YARATMA = HALK

Noktalı ha ile. Noktasız ha’lı halk, traş olmak ya da sakal/ı kesmek demek. Noktasız ha’lı nahar, kurban kesmek; noktalı ha’lı nahar, horlamak. Arapçada nokta önemli; nokta, hem anlamı hem harfi değiştiriyor; nokta altta olursa be, üstte olursa nun oluyor...

Küfüv’ü yazdıktan sonra İhlâs’taki “lem yelid ve lem yûled” âyetine kısacık da olsa değinmemek olmaz diye düşündüm ve bu âyeti düşünürken bu başlık ortaya çıktı.

“Lem yelid ve lem yûled.” âyeti Doğmamış ve doğurmamış (doğurmamış ve doğurtmamış ya da baba da değildir, evlât da değildir.) şeklinde çevrilir. Velede-yelidü, doğurmak; veled, çocuk. Lem tekidî olumsuzluk/nefy edatı, kesinlikle doğmamış, kesinlikle doğurmamış. Kur'ân’a “sadece dilsel bir Metin”! olarak bakarsak, Huve’yi eril bir zamir olarak görürüz ve Allah’ı hâşâ “erkek”! olarak tasavvur ederiz; bunu geçmişte (kelâm tarihinde) yapmışlar. Hâlbuki O (Huve), eril de (zaten dişil de) değildir.

Ya nedir?

İşte, Ehad’dir. Samed’dir. Lem yelid ve lem yûled’dir. Ve lem yekün leHû küfüven Ehad’dir. 

Pekiî O Doğmamış ve doğurmamışsa, bu kâinat ve bizler nasıl olmuşuz?!.

İşte buna yaratma = halk diyoruz. 

Halk, Hâlık (خالق) olan Allah’ın bir fiili.

“Halk’ın ne olduğunu ve nasıl olduğunu”! bizler bilebilseydik, biz de “hâlık” olurduk ve bişeyleri “yoktan’ yaratırdık!.

Yaratma, ‘yoktan Yaratma’dır, Allah’tan yaratma’ değil; ‘Allah’tan yaratma’ “doğurma” olur.

“Sebbih İsme Rabbik-el A’lâ. Ellezî halaga fesevvâ. Vellezî gaddere fehedâ...” Çook Yüce (A’lâ) Rabbinin ‘İsmini’! tesbih et = tenzih et!. Ki O, yarattı ve şekil/sûret verdi. Yine O, (yarattığı herşeye/herkese) ölçü tayin etti ve yol gösterdi...” (87/ A’lâ, 1-3.)

Şu gördüğümüz şekiller (sûretler), yaratma eyleminden (yaratmadan) sonra.
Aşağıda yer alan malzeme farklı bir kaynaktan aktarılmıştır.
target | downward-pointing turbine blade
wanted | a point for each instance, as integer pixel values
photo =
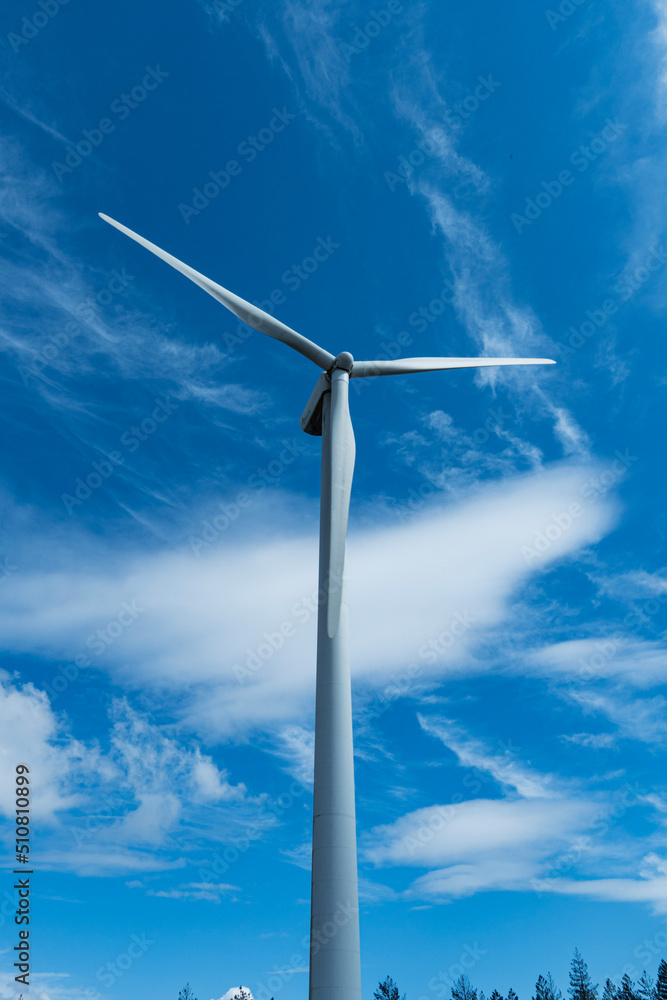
(342, 469)
(246, 311)
(410, 366)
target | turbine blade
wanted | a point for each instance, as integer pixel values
(410, 366)
(342, 454)
(250, 314)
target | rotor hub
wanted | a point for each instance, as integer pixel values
(344, 361)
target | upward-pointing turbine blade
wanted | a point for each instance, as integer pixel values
(410, 366)
(342, 454)
(246, 311)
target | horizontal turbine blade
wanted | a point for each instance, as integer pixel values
(410, 366)
(250, 314)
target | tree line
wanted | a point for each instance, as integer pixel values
(581, 987)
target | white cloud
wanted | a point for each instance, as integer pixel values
(635, 662)
(231, 993)
(136, 808)
(642, 719)
(209, 629)
(503, 767)
(596, 741)
(213, 892)
(489, 830)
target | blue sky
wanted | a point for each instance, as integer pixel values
(405, 179)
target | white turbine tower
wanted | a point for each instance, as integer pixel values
(335, 972)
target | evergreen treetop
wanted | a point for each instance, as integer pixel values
(388, 990)
(581, 985)
(660, 988)
(463, 989)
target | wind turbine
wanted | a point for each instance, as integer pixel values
(335, 969)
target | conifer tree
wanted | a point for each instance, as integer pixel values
(546, 989)
(610, 992)
(627, 990)
(581, 985)
(660, 988)
(388, 990)
(645, 989)
(242, 994)
(463, 989)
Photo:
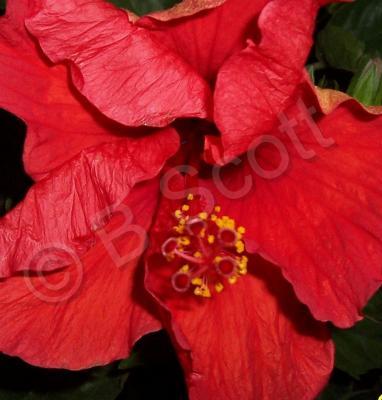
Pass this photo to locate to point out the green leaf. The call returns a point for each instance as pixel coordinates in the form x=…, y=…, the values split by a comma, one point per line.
x=359, y=349
x=366, y=86
x=141, y=7
x=20, y=381
x=340, y=48
x=353, y=35
x=364, y=19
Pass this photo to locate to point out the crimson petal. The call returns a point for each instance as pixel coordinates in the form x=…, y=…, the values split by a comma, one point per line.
x=254, y=86
x=319, y=217
x=65, y=207
x=119, y=67
x=88, y=314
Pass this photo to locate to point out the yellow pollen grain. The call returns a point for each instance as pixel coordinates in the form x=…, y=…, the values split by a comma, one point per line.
x=197, y=281
x=219, y=287
x=178, y=214
x=203, y=215
x=240, y=247
x=185, y=268
x=178, y=229
x=202, y=291
x=211, y=239
x=185, y=241
x=241, y=230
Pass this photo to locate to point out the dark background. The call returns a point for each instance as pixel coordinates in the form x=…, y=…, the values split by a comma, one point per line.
x=346, y=56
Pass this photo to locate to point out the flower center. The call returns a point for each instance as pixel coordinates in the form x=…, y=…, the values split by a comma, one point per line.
x=206, y=249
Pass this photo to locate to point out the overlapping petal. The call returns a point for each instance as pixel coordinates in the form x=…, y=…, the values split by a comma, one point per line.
x=90, y=313
x=252, y=341
x=60, y=123
x=120, y=68
x=207, y=39
x=186, y=8
x=65, y=207
x=319, y=216
x=254, y=86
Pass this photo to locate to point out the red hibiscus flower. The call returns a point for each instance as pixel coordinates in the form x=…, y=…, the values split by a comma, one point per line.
x=302, y=204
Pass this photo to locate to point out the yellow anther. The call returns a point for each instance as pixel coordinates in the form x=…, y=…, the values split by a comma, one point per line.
x=185, y=268
x=197, y=281
x=211, y=239
x=240, y=247
x=219, y=287
x=185, y=241
x=178, y=214
x=203, y=291
x=178, y=229
x=203, y=215
x=241, y=230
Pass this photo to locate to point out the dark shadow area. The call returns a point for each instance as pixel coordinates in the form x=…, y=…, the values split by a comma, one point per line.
x=14, y=182
x=153, y=371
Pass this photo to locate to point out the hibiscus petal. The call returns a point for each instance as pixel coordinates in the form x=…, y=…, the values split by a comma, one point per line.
x=186, y=8
x=64, y=208
x=252, y=341
x=90, y=313
x=319, y=216
x=205, y=40
x=120, y=68
x=258, y=83
x=60, y=123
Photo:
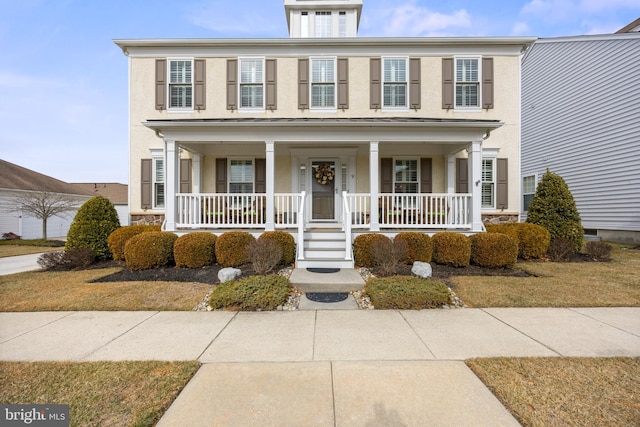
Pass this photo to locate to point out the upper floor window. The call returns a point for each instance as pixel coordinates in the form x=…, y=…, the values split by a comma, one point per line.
x=467, y=83
x=394, y=90
x=180, y=84
x=323, y=83
x=252, y=83
x=323, y=24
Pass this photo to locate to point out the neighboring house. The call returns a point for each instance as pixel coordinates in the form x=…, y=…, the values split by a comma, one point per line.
x=117, y=193
x=325, y=135
x=16, y=181
x=581, y=120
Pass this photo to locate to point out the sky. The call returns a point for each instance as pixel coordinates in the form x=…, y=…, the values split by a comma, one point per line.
x=63, y=82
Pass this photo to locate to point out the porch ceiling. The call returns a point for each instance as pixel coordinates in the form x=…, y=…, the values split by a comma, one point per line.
x=327, y=130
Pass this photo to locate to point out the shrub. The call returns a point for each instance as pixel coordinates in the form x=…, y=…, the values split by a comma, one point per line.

Yaratma, daha önce. Yaratma olunca, şekillenme oluyor, her şekil (herkes, her şey) farklılaşıyor ama bu, (önce-sonra ve oluş) bize göre!.

İnsan dışında her şey, kendisine belirlenen ölçüye (takdire) göre hareket ediyor ve Yaratıcısının yol göstermesine (hidâyet) uyuyor.

İnsan, en hafif tabiriyle “bidüşünüyüm bakıyım!” diyor, bekliyor. Düşünüp de, yanlış ölçüp-biçen ve yoldan (hidâyet yolundan) çıkan (fekkera ve gaddera, 74/Müddesir, 18.) o kadar çoook insan var ki!.

‘Beni Sen mi yarattın, niye yarattın, yaratmaz olsaydın.’ diyen!.

O’na çocuk isnat eden. İsâ ve Uzeyr O’nun oğludur diyen. 

Allah’a “Baba!” diyen.

...

İhlâs, hem bir sûre adı hem de Müslüman’ın sıfatı. 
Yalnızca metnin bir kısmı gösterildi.